Insights into ancestral diversity in Parkinson’s disease risk: a comparative assessment of polygenic risk scores
Risk prediction models play a crucial role in advancing healthcare by enabling early detection and supporting personalized medicine. Nonetheless, polygenic risk scores (PRS) for Parkinson’s disease (PD) have not been extensively studied across diverse populations, contributing to health disparities. In this study, we constructed 105 PRS using individual-level data from seven ancestries and compared two different models.

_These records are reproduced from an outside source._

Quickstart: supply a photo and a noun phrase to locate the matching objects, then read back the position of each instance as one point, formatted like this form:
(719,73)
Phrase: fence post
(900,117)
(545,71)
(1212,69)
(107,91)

Model 1 was based on the cumulative effect of 90 known European PD risk variants, weighted by summary statistics from four independent ancestries (European, East Asian, Latino/Admixed American, and African/Admixed). Model 2 leveraged multi-ancestry summary statistics using a p -value thresholding approach to improve prediction across diverse populations. Our findings provide a comprehensive assessment of PRS performance across ancestries and highlight the limitations of a “one-size-fits-all” approach to genetic risk prediction. We observed variability in predictive performance between models, underscoring the need for larger sample sizes and ancestry-specific approaches to enhance accuracy. These results establish a foundation for future research aimed at improving generalizability in genetic risk prediction for PD.